Vietnam's Economic Strategies Applauded by Multilaterals

HANOI, Dec 6 Asia Pulse - Vietnam has received a positive report card from multilateral institutions, who have praised the country's industrialisation and international integration and predicted that strong economic growth will continue.

But there is also a warning that Vietnam will need to reform its banking system and mobilise more investment from its people's savings and private enterprises, if it wants to realise its ambitious modernisation agenda.

The comments came in separate statements from the United Nations Conference on Trade and Development [UNCTAD] and the Asian Development Bank [ADB].

UNCTAD issued a statement which lauded the renovation process and noted the country's exemplary achievements at attracting foreign direct investment [FDI] over the past decade.

In the 1990s, annual average FDI into Vietnam grew 16-fold. In 1988-1991, the average was just US$141 million a year; but by 1996-1999 this figure was US$2.2 billion (peaking at $2.7 billion in 1997).

During that time, FDI inflows grew seven times more quickly in Vietnam than across Southeast Asia as a whole, moving from a 1.4 percent to a 9.5 percent share of the ASEAN total.

But UNCTAD noted that since the onset of the Asian financial crisis, FDI into Vietnam has declined, and is "far from the levels the country could potentially attract".

The statement welcomed Vietnam's program of reforms aimed at attracting foreign investment and liberalising the regulatory framework, although adding that even more administrative reform was needed.

The reforms have allowed foreign investors to wholly own their Vietnamese businesses, and already-operating firms can merge, consolidate or split their business.

Other changes have allowed contracting parties to joint ventures to set their own contribution levels to the legal capital base, or even become wholly foreign-owned.

FDI registration procedures have been relaxed, taxes lowered, foreign currency rules widened, and land-use rights can be used as collateral to borrow from foreign bank branches operating in the country.

Visa restrictions on foreign professionals have been eased, and many export businesses will be able to get licences automatically from 2002.

"All these measures have helped to improve the regulatory framework, but much remains to be done, especially in terms of implementation," UNCTAD said.

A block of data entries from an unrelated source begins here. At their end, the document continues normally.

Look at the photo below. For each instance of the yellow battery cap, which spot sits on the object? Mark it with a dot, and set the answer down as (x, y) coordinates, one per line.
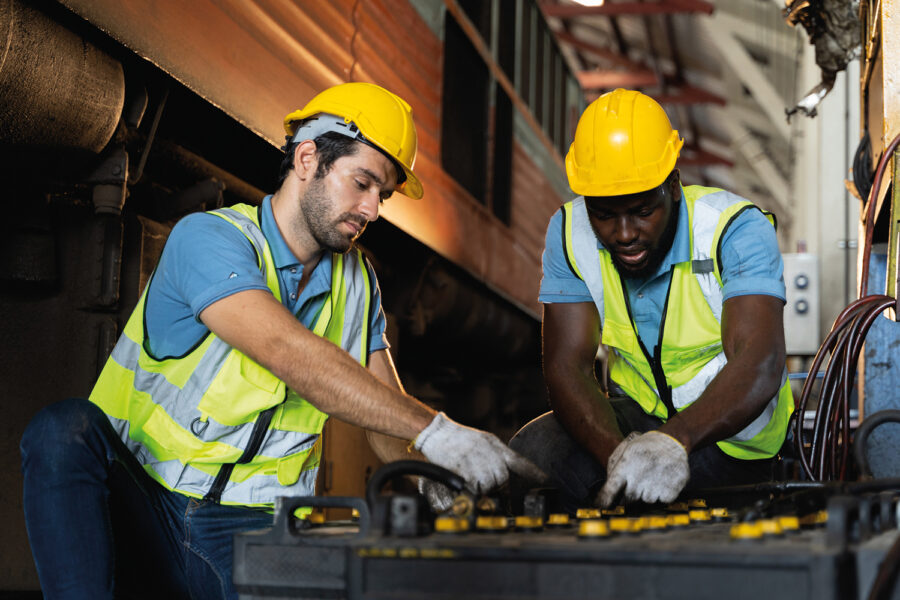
(719, 514)
(558, 520)
(525, 522)
(789, 523)
(447, 524)
(746, 531)
(699, 515)
(770, 527)
(814, 519)
(679, 520)
(491, 523)
(593, 528)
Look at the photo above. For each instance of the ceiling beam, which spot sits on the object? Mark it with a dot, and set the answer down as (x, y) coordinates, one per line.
(604, 53)
(744, 142)
(603, 80)
(688, 94)
(667, 7)
(693, 156)
(748, 72)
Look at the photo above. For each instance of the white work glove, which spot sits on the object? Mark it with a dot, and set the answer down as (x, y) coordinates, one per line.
(477, 456)
(439, 496)
(652, 467)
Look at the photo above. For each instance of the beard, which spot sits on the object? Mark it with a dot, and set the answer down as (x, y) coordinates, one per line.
(322, 226)
(656, 255)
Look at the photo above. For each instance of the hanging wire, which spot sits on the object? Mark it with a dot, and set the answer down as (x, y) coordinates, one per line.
(826, 456)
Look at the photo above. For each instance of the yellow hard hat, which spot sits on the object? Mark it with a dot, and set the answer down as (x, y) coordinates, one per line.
(624, 144)
(383, 118)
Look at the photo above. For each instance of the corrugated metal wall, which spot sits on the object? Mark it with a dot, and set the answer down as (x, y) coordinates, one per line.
(260, 59)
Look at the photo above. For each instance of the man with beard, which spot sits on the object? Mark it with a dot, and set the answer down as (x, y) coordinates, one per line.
(683, 286)
(256, 326)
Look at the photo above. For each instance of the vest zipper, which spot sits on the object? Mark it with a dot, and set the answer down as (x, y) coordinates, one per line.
(663, 389)
(260, 427)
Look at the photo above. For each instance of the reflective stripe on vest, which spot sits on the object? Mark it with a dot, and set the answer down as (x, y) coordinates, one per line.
(184, 417)
(689, 350)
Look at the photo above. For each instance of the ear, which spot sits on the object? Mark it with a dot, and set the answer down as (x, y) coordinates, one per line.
(306, 160)
(676, 185)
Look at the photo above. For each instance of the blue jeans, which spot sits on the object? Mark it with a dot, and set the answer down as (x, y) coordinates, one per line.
(578, 475)
(100, 527)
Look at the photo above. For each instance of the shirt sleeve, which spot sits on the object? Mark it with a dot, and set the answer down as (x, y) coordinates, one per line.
(377, 337)
(559, 283)
(751, 261)
(204, 260)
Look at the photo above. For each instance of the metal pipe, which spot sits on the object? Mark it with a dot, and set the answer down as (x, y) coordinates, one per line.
(57, 90)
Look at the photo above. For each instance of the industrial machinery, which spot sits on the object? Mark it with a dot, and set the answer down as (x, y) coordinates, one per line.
(793, 540)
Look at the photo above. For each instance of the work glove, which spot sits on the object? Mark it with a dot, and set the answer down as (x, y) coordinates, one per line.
(477, 456)
(439, 496)
(651, 466)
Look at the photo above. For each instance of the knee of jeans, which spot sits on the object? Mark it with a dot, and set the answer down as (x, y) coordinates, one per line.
(57, 427)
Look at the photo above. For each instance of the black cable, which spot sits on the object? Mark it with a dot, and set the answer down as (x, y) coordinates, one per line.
(411, 467)
(860, 440)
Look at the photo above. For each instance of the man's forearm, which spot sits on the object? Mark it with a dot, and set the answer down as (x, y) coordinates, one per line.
(736, 396)
(324, 374)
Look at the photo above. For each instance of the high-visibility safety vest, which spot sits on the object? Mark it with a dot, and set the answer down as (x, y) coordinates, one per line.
(215, 424)
(688, 353)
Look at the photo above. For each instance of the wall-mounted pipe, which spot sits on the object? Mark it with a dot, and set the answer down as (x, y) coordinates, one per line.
(57, 90)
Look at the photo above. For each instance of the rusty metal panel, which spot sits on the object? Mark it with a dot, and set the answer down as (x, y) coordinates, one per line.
(259, 59)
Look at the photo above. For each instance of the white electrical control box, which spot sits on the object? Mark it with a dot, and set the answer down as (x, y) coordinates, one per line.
(801, 311)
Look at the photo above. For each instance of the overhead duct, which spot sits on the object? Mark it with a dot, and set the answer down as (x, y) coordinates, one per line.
(56, 88)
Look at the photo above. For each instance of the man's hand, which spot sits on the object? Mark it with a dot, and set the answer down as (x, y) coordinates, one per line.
(652, 467)
(477, 456)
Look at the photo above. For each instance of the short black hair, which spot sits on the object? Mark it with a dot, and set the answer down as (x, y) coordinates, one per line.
(329, 147)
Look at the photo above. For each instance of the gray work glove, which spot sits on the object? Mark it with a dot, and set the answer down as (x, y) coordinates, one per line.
(651, 466)
(477, 456)
(439, 496)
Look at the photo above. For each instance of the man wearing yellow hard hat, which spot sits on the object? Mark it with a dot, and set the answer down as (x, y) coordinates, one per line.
(257, 325)
(683, 286)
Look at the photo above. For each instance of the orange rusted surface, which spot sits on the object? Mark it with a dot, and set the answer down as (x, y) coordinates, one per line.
(259, 59)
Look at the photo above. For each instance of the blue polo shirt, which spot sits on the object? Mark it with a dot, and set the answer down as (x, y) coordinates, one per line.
(751, 264)
(207, 258)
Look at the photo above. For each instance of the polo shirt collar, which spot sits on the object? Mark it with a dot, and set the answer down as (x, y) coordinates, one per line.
(320, 281)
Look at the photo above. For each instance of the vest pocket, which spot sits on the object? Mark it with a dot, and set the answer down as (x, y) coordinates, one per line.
(619, 336)
(240, 390)
(288, 468)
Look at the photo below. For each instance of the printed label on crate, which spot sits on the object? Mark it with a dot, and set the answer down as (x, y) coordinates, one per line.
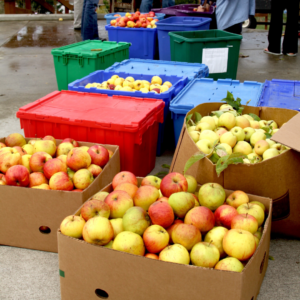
(216, 59)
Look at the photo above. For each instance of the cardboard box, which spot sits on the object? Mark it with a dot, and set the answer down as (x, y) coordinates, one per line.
(25, 210)
(91, 272)
(277, 178)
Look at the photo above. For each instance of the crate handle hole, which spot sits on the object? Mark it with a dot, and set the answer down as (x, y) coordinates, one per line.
(45, 229)
(101, 294)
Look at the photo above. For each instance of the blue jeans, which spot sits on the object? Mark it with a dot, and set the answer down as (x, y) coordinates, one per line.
(146, 5)
(89, 25)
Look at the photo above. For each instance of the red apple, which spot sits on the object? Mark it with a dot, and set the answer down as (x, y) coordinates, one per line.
(173, 183)
(161, 213)
(201, 217)
(99, 155)
(17, 176)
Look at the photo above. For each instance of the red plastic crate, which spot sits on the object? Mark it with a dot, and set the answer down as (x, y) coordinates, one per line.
(131, 123)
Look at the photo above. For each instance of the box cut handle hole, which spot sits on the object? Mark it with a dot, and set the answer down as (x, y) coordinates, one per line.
(101, 294)
(45, 229)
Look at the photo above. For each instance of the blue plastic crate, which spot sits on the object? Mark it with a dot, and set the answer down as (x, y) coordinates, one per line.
(166, 127)
(281, 94)
(143, 40)
(154, 67)
(177, 24)
(204, 90)
(110, 16)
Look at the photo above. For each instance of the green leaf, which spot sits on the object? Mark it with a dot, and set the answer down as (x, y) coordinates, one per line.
(198, 117)
(255, 117)
(193, 160)
(225, 161)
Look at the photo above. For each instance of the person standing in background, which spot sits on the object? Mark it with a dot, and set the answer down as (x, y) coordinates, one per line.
(78, 7)
(290, 40)
(230, 14)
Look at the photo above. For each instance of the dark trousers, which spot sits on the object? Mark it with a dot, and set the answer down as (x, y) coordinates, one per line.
(89, 26)
(290, 40)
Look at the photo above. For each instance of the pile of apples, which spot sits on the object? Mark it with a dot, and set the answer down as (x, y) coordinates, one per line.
(168, 220)
(135, 20)
(230, 133)
(129, 84)
(40, 164)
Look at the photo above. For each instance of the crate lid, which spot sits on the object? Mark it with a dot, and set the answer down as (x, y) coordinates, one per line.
(158, 67)
(281, 94)
(201, 90)
(84, 49)
(94, 110)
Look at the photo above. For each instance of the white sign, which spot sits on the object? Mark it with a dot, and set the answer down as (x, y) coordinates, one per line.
(216, 59)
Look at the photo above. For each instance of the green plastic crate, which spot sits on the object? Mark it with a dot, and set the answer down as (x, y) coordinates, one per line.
(201, 47)
(76, 61)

The UN body said procedures needed to be further streamlined, regulations made more predictable and transparency had to be brought into line with international practice.

UNCTAD also hailed Vietnam's efforts to improve bilateral and multilateral economic co-operation in the international arena, citing the slew of bilateral investment treaties and double tax treaties Vietnam has signed, and its participation in international forums.

Meanwhile the ADB's Country Economic Review said that after two years of slowdown, the Vietnamese economy is showing signs of recovery.

The Government estimates that real gross domestic product [GDP] grew by 6.2 percent in the first half of 2000, with 6.1 percent growth tipped for the full year and 6.4 percent for 2001.

The ADB predicted that domestic demand will continue to pick up, backed by a gradual recovery in investment.

The Bank acclaimed Vietnam's progress in fighting poverty. Between 1993 and 1998, the incidence of poverty, as measured by the head count index, dropped from 58.2 percent to 37.4 percent.

But economic growth had been the key factor in reducing poverty, the ADB said, meaning that some socio-economic groups - such as those in areas that are predominantly agricultural, poor or inhabited by ethnic minorities - had not done as well as those elsewhere in the country.

In 1999, Vietnam experienced bumper harvests but sluggish demand. Nevertheless, industrial and construction activity grew 7.6 percent that year, boosted by mining, quarrying and crude oil production.

The Bank said weak demand hurt the manufacturing sector in 1999, and the services sector also underperformed.

The ADB predicted that the Budget deficit would widen to 3.5 percent in 2001 from 3.2 percent this year, driven by the cost of structural reforms.

Rapid liquidity growth last year would see inflation pick up to 2.5 percent by the end of 2000, rising to as much as 5 percent by late 2001, the ADB warned.

Export growth will nudge 13 percent over the whole year, while imports will surge 17.3 percent. The current account surplus is predicted to slip back to 2.3 percent.

The ADB said the dong is under pressure from various quarters, and would perhaps need to be managed more flexibly next year.